A lot of geolocation data on the market is anonymized, following medium-lived unique IDs that aren't able to be mapped to other identifiers. The problem with that is that if you have precise locations, or enough samples that you can apply statistics to find precise locations, in many cases you can de-anonymize the IDs. You can purchase address and resident listings from a number of different data vendors, and by checking where the device returns to at night you can figure its home address. Then if you find information on the residents (work locations, schools, etc.), you see if said device goes where each resident of the home address is likely to go, and you now have a pretty good idea of exactly who the device belongs to.
Right, there's probably no other phone in the world that typically stops for hours within 1000 feet of my bed and typically stops on Monday-Friday within 1000 feet of my work-desk.
If all you've got is full political power and control over propaganda networks, your won't get the USSR. You'll get Hungary between 2010 and 2026. It works well, but in the critical moments when things start going wrong you need to kill people to maintain power, or else your nascent autocracy collapses as quick as Orban's.
I'm no fun of Stalin, but this meme about 20+ million victims needs to be purged.
"The scholarly consensus affirms that archival materials declassified in 1991 contain irrefutable data far superior to sources used prior to 1991, such as statements from emigres and other informants.
Before the dissolution of the Soviet Union and the archival revelations, some historians estimated that the numbers killed by Stalin's regime were 20 million or higher.
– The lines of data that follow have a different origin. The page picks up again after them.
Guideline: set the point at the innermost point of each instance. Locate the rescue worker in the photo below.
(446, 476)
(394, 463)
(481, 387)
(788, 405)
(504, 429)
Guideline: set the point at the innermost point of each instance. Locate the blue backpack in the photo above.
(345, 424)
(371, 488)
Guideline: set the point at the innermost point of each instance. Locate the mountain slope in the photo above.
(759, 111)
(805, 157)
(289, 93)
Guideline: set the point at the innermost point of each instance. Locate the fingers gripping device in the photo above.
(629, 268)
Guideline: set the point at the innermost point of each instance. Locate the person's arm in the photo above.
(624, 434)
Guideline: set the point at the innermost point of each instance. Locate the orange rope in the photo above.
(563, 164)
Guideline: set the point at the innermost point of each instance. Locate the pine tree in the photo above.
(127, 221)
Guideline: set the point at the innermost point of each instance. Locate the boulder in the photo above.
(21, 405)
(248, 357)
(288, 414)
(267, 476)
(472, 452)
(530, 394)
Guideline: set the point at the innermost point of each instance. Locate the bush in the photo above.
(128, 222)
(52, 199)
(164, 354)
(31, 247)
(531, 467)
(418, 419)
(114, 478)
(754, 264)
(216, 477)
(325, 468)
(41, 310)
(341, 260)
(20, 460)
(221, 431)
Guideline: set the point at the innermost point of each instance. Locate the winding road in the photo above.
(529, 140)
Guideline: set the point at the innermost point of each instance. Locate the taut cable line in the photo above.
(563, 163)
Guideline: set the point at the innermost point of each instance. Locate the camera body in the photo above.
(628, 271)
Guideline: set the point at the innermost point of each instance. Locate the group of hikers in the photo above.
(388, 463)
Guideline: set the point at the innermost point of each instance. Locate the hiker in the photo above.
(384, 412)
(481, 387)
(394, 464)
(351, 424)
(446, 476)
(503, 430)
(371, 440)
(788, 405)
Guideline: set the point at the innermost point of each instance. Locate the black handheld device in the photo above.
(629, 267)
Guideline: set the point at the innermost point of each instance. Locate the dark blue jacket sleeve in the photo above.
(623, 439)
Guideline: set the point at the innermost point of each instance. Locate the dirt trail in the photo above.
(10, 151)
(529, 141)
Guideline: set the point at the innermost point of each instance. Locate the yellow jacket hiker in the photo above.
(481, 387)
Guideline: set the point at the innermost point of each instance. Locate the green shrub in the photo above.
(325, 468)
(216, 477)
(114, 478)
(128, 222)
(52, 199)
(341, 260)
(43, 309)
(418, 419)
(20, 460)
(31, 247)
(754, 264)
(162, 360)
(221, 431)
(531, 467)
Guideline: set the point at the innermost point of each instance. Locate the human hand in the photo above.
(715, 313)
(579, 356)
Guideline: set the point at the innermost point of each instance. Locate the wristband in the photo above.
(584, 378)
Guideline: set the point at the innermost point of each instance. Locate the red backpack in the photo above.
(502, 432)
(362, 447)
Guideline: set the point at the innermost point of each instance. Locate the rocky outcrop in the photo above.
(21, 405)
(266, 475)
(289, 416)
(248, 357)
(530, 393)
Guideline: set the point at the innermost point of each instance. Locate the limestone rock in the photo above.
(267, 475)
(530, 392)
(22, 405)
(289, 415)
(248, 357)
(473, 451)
After the Soviet Union dissolved, evidence from the Soviet archives was declassified and researchers were allowed to study it. This contained official records of 799,455 executions (1921–1953), around 1.5 to 1.7 million deaths in the Gulag, some 390,000[ deaths during the dekulakization forced resettlement, and up to 400,000 deaths of persons deported during the 1940s, with a total of about 3.3 million officially recorded victims in these categories. According to historian Stephen Wheatcroft, approximately 1 million of these deaths were "purposive" while the rest happened through neglect and irresponsibility. The deaths of at least 5.5 to 6.5 million persons in the Soviet famine of 1932–1933 are sometimes included with the victims of the Stalin era." [0]
I think this begs the question of what anonymous data means. Sure my visit to HN is "anonymous" in that it doesn't say "abustamam visited this site" but piece together all the other visits that have my "anonymous ID" then eventually it paints a pretty nice picture of who I am.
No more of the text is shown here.